Bei ihrem Treffen in Peking haben Kremlchef Wladimir Putin und Chinas Staats- und Parteichef Xi Jinping die Bedeutung ihrer wirtschaftlichen Zusammenarbeit hervorgehoben. Während Putin Russland als verlässlichen Energielieferanten anpries, drang Xi zudem auf ein rasches Ende des Krieges im Nahen Osten.
Putin sagte nach Angaben der Deutschen Presse-Agentur zum Auftakt der Gespräche in der Großen Halle des Volkes, Russland behalte „vor dem Hintergrund der Krise im Nahen Osten“ seine Rolle als zuverlässiger Rohstofflieferant bei, während China als verantwortungsbewusster Abnehmer auftrete. Die Energiekooperation sei die „Lokomotive“ der russisch-chinesischen Zusammenarbeit. Nach Moskauer Regierungsangaben lieferte Russland 2025 rund 101 Millionen Tonnen Erdöl und 49 Milliarden Kubikmeter Erdgas nach China.
Die Schließung der Straße von Hormus soll nach Informationen von Bloomberg die Sorge um die Energieversorgung in Asien erhöht und damit Pekings Interesse an langfristigen russischen Gaslieferungen verstärkt haben.
China, Peking: Der russische Präsident Wladimir Putin, Mitte rechts, und der chinesische Präsident Xi Jinping, Mitte links, nehmen an einem bilateralen Treffen in der Großen Halle des Volkes teil.
© Maxim Shemetov/Pool Reuters/AP
Trotz „ungünstiger äußerer Faktoren“ zeige der bilaterale Handel eine gute Dynamik und liege seit Jahren über 200 Milliarden US-Dollar, sagte Putin laut der Nachrichtenagentur AFP. Er lud Xi zu einem Gegenbesuch im Jahr 2027 nach Russland ein. Beide Staatschefs vereinbarten zudem die Verlängerung des Vertrags über gute Nachbarschaft, Freundschaft und Zusammenarbeit aus dem Jahr 2001, wie die staatliche chinesische Nachrichtenagentur Xinhua berichtete und die russische Agentur Interfax bestätigte.

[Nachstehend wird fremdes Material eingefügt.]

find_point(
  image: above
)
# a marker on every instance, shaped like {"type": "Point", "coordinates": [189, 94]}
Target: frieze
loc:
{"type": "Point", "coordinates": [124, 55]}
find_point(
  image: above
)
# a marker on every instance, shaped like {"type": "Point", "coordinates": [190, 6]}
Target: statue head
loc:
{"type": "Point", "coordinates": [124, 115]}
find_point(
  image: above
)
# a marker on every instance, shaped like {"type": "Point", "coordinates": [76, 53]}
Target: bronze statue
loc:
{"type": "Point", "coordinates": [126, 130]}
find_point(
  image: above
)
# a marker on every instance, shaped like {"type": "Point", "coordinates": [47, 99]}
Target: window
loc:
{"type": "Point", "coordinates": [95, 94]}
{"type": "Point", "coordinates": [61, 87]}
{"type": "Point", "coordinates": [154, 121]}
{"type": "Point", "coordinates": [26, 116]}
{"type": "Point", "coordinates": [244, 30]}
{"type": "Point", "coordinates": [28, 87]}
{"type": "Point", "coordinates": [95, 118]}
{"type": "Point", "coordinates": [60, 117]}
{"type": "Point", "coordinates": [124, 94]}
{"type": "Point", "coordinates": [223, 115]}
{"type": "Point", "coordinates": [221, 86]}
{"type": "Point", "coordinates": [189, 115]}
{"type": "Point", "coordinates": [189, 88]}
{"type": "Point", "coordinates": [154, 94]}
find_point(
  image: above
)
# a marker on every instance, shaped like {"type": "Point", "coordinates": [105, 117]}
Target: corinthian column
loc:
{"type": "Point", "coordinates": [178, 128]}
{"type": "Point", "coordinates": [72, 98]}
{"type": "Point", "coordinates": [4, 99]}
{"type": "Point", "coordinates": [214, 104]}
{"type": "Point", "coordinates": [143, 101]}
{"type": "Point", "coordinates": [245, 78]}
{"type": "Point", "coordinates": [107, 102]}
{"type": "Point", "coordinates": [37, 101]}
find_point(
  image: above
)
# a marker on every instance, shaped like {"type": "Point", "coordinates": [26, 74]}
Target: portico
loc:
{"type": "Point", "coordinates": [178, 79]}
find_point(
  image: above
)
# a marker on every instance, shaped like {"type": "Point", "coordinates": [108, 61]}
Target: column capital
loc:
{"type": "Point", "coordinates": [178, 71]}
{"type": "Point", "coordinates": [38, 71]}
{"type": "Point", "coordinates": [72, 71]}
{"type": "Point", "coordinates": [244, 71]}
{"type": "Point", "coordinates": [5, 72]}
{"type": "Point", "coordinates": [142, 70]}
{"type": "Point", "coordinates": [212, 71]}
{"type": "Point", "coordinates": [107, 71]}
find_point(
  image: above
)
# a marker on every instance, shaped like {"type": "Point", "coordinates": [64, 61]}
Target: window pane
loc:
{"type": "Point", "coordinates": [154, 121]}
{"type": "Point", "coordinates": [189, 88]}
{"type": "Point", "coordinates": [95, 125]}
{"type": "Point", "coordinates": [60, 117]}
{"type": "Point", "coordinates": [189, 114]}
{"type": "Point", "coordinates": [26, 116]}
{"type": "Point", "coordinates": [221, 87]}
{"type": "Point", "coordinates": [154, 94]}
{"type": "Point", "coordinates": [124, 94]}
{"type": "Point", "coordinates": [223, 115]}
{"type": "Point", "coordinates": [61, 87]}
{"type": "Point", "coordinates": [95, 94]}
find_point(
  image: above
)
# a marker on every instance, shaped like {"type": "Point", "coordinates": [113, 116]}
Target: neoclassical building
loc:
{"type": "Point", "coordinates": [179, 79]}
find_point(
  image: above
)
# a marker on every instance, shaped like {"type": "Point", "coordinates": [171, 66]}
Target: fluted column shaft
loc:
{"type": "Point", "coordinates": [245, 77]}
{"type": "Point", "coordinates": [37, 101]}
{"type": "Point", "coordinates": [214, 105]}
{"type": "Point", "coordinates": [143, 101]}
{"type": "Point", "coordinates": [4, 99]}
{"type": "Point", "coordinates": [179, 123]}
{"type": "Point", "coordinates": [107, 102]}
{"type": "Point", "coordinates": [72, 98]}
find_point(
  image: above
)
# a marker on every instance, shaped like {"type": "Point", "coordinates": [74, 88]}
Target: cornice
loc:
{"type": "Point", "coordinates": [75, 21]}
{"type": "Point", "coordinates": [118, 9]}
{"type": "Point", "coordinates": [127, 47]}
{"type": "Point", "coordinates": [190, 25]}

Xi fordert Ende der Kampfhandlungen
Auch der Iran-Krieg kam in Peking zur Sprache. Xi nannte ein vollständiges Ende des Krieges im Nahen Osten nach Xinhua-Angaben „äußerst dringlich“. Verhandlungen seien besonders wichtig. Eine baldige Beilegung des Konflikts könne Störungen der Energieversorgung, der Lieferketten und der internationalen Handelsordnung verringern, zitierte ihn der chinesische Staatssender CCTV. Die Welt stehe vor der Gefahr, zum Recht des Stärkeren zurückzufallen, sagte Xi nach Angaben staatlicher chinesischer Medien.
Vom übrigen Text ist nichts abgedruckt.